He’d shifted his hands from where they’d started to drift over my hips to a more respectful location at my waist, like we were two kids at a chaperoned dance.
Suddenly I felt like if I tried to pull him in for a kiss it would be the most awkward, desperate thing I could possibly do.
I must’ve imagined only a few moments before, when I’d been sure he was smelling my hair.
“In the meantime,” he said, “what else do you want to see in Ireland? Where do you want to go?”
I wrinkled my nose, thinking about it. In another life, if I’d had the chance to plan a trip like a normal person, there would be any number of cool attractions and amazing sites I’d want to visit.
Those iconic cliffs, or megalithic monuments, or other cities like Galway or Cork.
The idea of seeing any of those places sounded incredible, but I also found it hard to click into picturing myself as a regular tourist.
“It’s bad luck,” I said. “Starting a journey on a Sunday.”

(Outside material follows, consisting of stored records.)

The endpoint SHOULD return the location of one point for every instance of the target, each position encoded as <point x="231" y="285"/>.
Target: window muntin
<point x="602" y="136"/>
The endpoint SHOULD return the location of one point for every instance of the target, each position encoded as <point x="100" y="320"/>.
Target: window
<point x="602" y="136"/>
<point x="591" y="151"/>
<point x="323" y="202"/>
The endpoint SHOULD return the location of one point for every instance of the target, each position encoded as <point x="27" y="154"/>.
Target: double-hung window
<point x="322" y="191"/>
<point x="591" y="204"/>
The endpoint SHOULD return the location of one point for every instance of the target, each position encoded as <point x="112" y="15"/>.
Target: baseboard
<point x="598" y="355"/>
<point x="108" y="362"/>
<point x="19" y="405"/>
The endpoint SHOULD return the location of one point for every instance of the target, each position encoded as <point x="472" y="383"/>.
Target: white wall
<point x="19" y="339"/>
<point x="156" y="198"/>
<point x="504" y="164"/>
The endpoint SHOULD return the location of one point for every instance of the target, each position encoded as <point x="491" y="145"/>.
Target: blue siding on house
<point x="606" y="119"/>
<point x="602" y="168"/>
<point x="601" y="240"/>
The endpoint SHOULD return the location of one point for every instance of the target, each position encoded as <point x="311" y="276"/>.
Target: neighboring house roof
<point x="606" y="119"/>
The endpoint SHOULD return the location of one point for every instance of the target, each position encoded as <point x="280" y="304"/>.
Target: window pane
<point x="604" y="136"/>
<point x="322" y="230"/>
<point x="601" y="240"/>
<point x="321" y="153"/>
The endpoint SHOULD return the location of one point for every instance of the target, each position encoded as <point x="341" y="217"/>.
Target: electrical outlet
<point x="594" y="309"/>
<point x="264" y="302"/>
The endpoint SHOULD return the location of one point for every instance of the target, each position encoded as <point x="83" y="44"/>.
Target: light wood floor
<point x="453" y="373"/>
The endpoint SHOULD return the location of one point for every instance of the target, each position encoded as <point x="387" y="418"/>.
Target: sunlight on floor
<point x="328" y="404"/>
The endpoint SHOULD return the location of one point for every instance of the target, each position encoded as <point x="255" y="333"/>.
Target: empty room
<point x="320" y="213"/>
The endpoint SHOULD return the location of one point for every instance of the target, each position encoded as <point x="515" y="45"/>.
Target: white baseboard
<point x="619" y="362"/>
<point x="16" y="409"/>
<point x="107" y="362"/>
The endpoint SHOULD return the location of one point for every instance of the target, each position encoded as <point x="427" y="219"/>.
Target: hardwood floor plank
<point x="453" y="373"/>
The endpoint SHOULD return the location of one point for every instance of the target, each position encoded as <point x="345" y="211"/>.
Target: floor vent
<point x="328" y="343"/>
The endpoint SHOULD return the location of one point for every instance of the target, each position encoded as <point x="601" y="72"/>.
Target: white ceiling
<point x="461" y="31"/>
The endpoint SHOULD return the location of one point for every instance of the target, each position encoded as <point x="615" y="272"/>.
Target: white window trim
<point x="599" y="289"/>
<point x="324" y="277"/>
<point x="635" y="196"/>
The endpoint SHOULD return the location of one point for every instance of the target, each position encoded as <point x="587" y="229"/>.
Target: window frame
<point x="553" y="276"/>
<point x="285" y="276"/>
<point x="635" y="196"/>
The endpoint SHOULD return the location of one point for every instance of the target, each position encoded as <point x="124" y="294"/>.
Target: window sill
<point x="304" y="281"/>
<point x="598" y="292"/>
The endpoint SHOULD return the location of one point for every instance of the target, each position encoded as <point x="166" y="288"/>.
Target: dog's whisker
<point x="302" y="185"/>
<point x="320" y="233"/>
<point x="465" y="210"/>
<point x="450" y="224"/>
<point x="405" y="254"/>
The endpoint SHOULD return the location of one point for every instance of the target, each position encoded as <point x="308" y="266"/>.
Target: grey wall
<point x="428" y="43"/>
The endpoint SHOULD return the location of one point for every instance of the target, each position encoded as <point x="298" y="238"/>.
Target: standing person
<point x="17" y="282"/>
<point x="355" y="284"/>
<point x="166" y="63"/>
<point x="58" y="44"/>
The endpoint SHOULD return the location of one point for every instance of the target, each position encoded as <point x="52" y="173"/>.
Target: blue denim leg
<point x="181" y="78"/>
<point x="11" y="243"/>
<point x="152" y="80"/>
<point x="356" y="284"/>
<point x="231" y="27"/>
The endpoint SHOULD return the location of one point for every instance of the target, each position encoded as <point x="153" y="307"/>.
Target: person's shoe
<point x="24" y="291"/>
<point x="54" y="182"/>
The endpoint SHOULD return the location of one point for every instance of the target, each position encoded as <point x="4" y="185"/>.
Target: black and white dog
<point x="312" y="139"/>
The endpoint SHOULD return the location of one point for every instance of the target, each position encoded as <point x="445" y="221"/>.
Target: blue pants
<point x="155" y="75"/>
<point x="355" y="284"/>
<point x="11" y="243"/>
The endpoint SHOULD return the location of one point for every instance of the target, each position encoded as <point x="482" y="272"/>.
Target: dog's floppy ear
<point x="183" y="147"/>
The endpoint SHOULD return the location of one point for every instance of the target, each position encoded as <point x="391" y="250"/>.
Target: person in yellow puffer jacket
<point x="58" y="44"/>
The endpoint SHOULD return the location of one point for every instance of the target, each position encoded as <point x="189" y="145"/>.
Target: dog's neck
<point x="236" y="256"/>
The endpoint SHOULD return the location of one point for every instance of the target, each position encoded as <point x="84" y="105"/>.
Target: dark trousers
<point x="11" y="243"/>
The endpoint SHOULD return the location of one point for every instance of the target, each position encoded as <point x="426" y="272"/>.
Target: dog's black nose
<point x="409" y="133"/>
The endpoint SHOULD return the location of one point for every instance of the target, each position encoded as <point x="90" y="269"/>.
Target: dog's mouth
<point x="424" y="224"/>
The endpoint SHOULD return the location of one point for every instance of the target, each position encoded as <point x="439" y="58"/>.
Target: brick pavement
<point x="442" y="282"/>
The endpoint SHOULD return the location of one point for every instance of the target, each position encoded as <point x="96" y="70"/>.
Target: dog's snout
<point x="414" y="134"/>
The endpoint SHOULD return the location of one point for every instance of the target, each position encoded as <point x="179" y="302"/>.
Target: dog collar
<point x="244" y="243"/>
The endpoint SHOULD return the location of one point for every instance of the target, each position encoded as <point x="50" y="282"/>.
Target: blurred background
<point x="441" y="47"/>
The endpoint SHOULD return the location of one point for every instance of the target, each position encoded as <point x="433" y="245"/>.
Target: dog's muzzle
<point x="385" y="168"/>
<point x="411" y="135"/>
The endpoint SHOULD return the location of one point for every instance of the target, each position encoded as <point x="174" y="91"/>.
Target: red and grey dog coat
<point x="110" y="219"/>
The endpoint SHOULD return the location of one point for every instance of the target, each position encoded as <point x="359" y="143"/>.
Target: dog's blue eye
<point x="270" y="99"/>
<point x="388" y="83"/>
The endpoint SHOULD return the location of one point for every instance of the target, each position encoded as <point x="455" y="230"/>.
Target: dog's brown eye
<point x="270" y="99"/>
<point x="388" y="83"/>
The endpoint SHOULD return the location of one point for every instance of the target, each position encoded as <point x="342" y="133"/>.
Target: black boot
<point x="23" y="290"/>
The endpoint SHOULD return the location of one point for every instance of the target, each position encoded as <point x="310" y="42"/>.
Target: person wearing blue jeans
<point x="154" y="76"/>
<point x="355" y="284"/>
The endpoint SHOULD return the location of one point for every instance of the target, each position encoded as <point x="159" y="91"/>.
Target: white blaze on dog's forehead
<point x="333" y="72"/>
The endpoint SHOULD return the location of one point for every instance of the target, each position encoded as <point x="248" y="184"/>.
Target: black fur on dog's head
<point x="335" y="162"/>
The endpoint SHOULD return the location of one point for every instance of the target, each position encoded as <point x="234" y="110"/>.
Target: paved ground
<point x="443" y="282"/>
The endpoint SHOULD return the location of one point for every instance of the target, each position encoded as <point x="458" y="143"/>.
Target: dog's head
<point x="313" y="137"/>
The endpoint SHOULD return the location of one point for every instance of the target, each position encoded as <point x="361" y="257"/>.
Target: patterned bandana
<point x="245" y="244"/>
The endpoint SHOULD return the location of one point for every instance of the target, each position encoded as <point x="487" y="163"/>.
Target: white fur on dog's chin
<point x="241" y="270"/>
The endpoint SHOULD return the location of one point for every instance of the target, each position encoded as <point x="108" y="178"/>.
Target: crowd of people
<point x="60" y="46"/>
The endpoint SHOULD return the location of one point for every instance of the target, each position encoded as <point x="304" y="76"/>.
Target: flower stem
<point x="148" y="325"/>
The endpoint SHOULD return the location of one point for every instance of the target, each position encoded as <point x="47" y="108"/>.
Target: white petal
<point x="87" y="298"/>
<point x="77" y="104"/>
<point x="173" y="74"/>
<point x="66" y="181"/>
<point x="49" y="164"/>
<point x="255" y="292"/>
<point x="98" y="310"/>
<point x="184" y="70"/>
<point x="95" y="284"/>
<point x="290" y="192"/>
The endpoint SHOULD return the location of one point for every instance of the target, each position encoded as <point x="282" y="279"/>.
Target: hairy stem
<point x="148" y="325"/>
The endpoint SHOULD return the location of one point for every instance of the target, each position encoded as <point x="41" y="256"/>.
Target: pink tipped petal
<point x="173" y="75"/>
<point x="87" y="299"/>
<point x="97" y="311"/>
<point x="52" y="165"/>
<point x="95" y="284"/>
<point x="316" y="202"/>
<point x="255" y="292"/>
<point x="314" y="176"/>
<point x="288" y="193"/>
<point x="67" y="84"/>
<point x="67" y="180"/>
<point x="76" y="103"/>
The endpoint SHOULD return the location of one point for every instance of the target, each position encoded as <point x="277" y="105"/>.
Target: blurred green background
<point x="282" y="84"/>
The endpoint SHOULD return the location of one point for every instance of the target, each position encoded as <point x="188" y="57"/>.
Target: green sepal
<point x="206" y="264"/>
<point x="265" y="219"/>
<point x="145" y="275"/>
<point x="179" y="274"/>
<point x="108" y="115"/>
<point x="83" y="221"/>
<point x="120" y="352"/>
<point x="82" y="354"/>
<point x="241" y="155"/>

He looked around, like he was searching for a clock somewhere in the club, before he reached to grab his phone out of his pocket.
The action shifted him a little under my arms, and my hand did brush the edge of his hair then.
I could pretend it had just been his own motion that had done it, and I used the excuse to splay my fingers in the fuzz before dropping my hand back to his neck.
There was the finest sheen of sweat there, like dancing had heated him up.
“We’ve got time,” he said, glancing down at his phone screen. “Let’s keep the night going.”
We walked quickly down the cobblestoned streets with an urgency like we were two fugitives on the run, laughing like we were two teenagers out past curfew.
“Nothing is going to be open,” I said.
“That depends,” he said. “And we can always see how far we get. So what about it, what do you want to do?”
It didn’t matter, so I said the first thing that occurred to me without overanalyzing it. “Yeats’ grave?”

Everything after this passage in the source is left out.